The paper is yet another timely and ground-breaking result obtained in Google’s Sycamore processor (see here a recent Qnalysis of an application of Sycamore on quantum chemistry). The team under Hartmut Neven explored the very complex subject of QEC in a clear, almost textbook manner. The technical challenges that had to be overcome are thoroughly discussed, ranging from the mundane crosstalk between nearby devices all the way to the – literally – otherworldly issue of high energy cosmic particles, which lead to spikes in error every now and then. This is the longest leap from the abstract theory of QEC to its practical implementation so far.

The exponential gain of accuracy with the number of qubits is, however, only achieved when aiming at addressing one type of error, either bit flips or phase flips. Measuring both simultaneously is much harder. This is related to the Heisenberg’s uncertainty principle, which is famously exemplified by one’s inability to simultaneously determine position and momentum of particles. A qubit is usually not encoded in position and momentum, but a similar uncertainty principle applies. Monitoring bit flips in an ancilla will disrupt its phase, such that it cannot be used to measure phase flips simultaneously. Following this logic further, one can convince themself that the only way to correct both types of errors is by arranging qubits in a two-dimensional grid, at a much higher cost of physical qubits per logical qubit. This is the basis of the family of QEC methods called surface codes. Reminding us all just how difficult full-fledged QEC is, this paper is an important service to the quantum computing community.

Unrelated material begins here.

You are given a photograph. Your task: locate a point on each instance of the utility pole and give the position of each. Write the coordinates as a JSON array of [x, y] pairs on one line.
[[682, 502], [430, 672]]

This also helps the general public understand that the comparison between qubit technologies cannot be boiled down to a single metric, like coherence time. The types of errors and strategies to circumvent such errors can have a huge impact on the overhead for QEC. For example, qubits with less errors, like ions in a trap, can lead to dramatic reductions on the size of logical qubits. But qubits that have only phase flips as the dominant error and only rarely incur in bit flips can be treated with methods that save resources by monitoring one kind of error more extensively than the other. Spins in silicon naturally have this bias in error rates, but this bias can also be engineered such as in Amazon’s proposal for cat-state qubits. Another potential advantage is to be able to entangle qubits that are not first nearest neighbours with fixed addresses in the processor array but are able to either move around (such as spins of electrons or ions in a trap) or be coupled at long range (such as in the collective movement of ions in a trap or by using flying qubits).

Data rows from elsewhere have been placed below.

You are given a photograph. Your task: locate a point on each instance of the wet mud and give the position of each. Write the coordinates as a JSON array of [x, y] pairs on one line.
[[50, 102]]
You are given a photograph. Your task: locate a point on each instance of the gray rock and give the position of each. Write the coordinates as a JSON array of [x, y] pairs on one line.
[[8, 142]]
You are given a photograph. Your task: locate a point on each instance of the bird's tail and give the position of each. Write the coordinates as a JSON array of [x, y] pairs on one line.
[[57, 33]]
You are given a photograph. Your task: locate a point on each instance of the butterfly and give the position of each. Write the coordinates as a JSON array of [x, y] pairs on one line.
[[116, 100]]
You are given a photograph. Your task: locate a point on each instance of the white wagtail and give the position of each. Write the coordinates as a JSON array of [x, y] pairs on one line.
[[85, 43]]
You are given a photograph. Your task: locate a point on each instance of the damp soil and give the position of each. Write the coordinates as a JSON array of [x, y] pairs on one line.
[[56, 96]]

On the other hand, the difficulty of detecting and correcting two types of errors is an alert for certain qubit technologies. Two-dimensional scalability is a necessity, and most likely a connectivity better than just nearest neighbours will be of essence. Qubits that are distributed in a chain, such as spins in nanowires or ions in a linear trap, will not be able to scalably address the two main qubit error types. Other qubit technologies have very prominent additional errors, such as qubit loss in the case of photonic qubits or leakage for superconducting qubits.

So, what’s next?

From a technical point of view, Google manages to get their error rates low enough to start getting some advantage over single errors. But their analysis shows that the projected errors for a surface code (which would correct two error types) are still insufficient to guarantee exponential error suppression. Before the qubit quantity increases, there is some work to be done in qubit quality.

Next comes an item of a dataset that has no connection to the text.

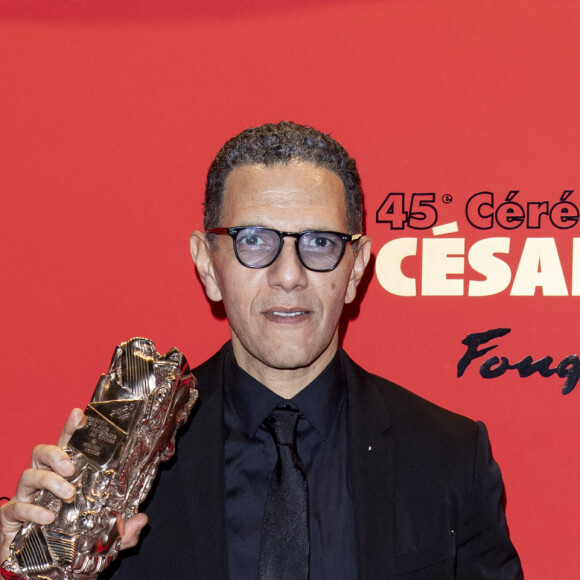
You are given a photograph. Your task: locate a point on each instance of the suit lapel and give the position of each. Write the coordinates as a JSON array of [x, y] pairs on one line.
[[372, 463], [202, 475]]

The biggest villain is the measure-and-reset step required to check if an error has occurred. This step is usually slow, which means that while an ancilla qubit is measured, the other data qubits are being exposed to errors. This is a bit of a “the emperor has no clothes” situation – several qubit platforms have a similar issue, some of them with catastrophically bad error rates, but this is swept under the rug known in the jargon as SPAM errors (state preparation and measurement). While in academic studies it is fine to work around these errors, ultimately errors in measure-an-reset incur costs in error correction that are in the same budget as all other types of errors. Significant emphasis should be put on these types of errors when comparing qubit platforms.

Dr. Saraiva has worked for over a decade providing theoretical solutions to problems in silicon spin quantum computation, as well as other quantum technologies. He works on MOS Silicon Quantum Dot research and commercially-oriented projects at the University of New South Wales (UNSW).